1933 British film by Maclean Rogers

The Crime at Blossoms is a 1933 British "quota quickie" crime film directed by Maclean Rogers and starring Hugh Wakefield and Joyce Bland." It was written by Mordaunt Shairp based on his 1932 play of the same title. It was remade by Rogers in 1949 as Dark Secret.

== Preservation status ==
The British Film Institute National Archive holds a collection of ephemera and stills but no film or video materials.

== Plot ==
After moving into a picturesque country cottage, a woman becomes increasingly concerned about the fate of the previous owner who she believes was murdered.

==Cast==
- Hugh Wakefield as Chris Merryman
- Joyce Bland as Valerie Merryman
- Eileen Munro as Mrs. Woodman
- Ivor Barnard as a late visitor
- Frederick Lloyd as George Merryman
- Iris Baker as Lena Denny
- Arthur Stratton as Mr. Woodman
- Maud Gill as Mrs. Merryman
- Wally Patch as Palmer
- Barbara Gott as fat lady
- Moore Marriott as driver
- George Ridgwell as process-server

==Critical reception==
Kine Weekly wrote: "The novel entertainment lies mainly in the dialogue, but the construction of the play shows ingenuity and intelligence, and the characterisation is of interest."

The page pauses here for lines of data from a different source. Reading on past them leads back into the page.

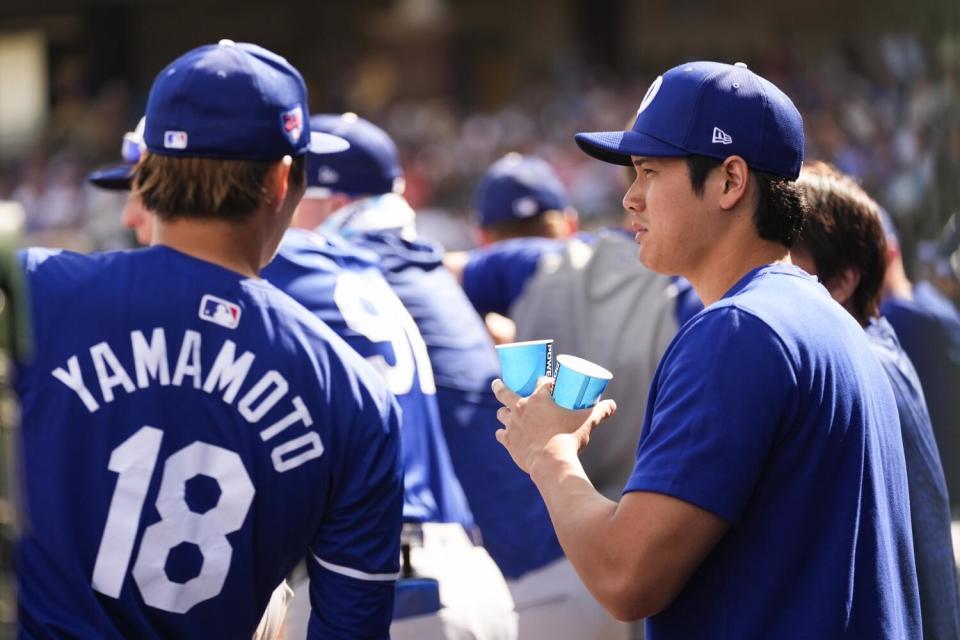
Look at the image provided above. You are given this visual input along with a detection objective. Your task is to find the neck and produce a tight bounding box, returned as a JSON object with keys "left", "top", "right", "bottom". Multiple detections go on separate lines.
{"left": 685, "top": 233, "right": 791, "bottom": 306}
{"left": 883, "top": 260, "right": 913, "bottom": 300}
{"left": 152, "top": 213, "right": 271, "bottom": 278}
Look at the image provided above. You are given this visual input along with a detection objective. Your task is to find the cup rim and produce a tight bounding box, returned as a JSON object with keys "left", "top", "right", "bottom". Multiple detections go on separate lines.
{"left": 556, "top": 353, "right": 613, "bottom": 379}
{"left": 494, "top": 339, "right": 554, "bottom": 350}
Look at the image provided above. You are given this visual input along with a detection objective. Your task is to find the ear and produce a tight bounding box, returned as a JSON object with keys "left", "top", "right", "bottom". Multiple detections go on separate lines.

The Daily Film Renter wrote: "Early action tedious, and dialogue often incredibly banal. Theme deals with exploitation of murder mystery, but action is strangely scattered. Acting poor except for type players, and one good passage by Joyce Bland. May prove acceptable among not too critical patrons."

TV Guide called it an "Okay crime melodrama."